Gas Chromatography-Mass Spectrometry (GC/MS) with liquid injection is a detailed process that allows for the precise analysis of terpenes in a cannabis sample. Here’s a more in-depth look at how this technique unfolds:

1. Sample Preparation and Liquid Injection: The process begins with the preparation of the cannabis sample. The sample is typically dissolved in a suitable solvent to create a liquid mixture. Using an autosampler or manually, a precise volume of this liquid solution is injected into the GC system.

2. Vaporization: Once injected, the sample enters a heated chamber where the solvent evaporates, leaving behind the compounds of interest, like terpenes, in a vaporized state. This step is crucial because GC analysis relies on the separation of gaseous components.

3. Separation via Gas Chromatography: The vaporized terpenes are carried by an inert carrier gas, often helium or nitrogen, through a coiled column.
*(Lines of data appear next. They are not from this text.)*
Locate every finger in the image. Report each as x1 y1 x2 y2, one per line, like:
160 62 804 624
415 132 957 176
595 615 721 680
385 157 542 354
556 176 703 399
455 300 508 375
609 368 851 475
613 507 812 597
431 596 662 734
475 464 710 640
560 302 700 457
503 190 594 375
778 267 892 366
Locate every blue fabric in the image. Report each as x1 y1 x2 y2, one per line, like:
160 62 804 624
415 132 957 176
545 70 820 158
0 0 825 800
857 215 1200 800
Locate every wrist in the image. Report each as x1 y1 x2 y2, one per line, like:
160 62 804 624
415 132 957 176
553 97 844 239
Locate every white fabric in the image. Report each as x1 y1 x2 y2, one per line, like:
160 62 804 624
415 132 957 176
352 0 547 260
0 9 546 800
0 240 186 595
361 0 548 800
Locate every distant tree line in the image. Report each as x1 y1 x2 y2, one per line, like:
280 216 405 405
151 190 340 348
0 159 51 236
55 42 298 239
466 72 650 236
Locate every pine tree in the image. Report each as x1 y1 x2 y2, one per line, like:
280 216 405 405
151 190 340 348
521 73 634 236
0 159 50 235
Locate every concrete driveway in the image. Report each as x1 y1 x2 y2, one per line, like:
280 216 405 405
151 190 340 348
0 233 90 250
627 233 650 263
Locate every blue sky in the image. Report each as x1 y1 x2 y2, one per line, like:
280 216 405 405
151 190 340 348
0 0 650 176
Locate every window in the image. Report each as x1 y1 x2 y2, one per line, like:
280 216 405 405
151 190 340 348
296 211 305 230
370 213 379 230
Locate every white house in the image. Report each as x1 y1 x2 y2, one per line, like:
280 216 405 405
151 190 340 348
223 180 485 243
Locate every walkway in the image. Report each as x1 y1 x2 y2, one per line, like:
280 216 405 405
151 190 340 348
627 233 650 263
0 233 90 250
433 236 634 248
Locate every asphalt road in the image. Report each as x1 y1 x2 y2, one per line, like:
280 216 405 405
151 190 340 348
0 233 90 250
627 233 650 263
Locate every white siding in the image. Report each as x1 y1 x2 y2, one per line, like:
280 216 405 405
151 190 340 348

This column is lined with a stationary phase, a viscous liquid or polymer that interacts differently with each terpene. As a result, terpenes will pass through the column at different rates based on their volatility and interaction with the stationary phase—this is called chromatographic separation.

4. Detection with Mass Spectrometry: As terpenes exit the GC column, they immediately enter the mass spectrometer. Here, they are bombarded with high-energy electrons, which causes them to ionize—break into charged particles. These ions are then sorted in the mass spectrometer according to their mass-to-charge ratio. Each terpene generates a distinct set of ion fragments, which act as a molecular signature.

5. Data Analysis and Quantification: The resulting mass spectrum is recorded, showing a series of peaks that correspond to the fragmented ions. By comparing these patterns to known standards or libraries of mass spectra, the specific types of terpenes can be identified. The area under each peak is directly related to the concentration of that terpene in the original sample, allowing for quantification.

The combination of GC's separation power and MS's detection capabilities makes this method highly effective for identifying and quantifying complex mixtures of terpenes in cannabis products.


It’s a powerful tool that translates the chemical composition of a sample into a format that can be rigorously analyzed, providing detailed insights into the sample’s terpene profile.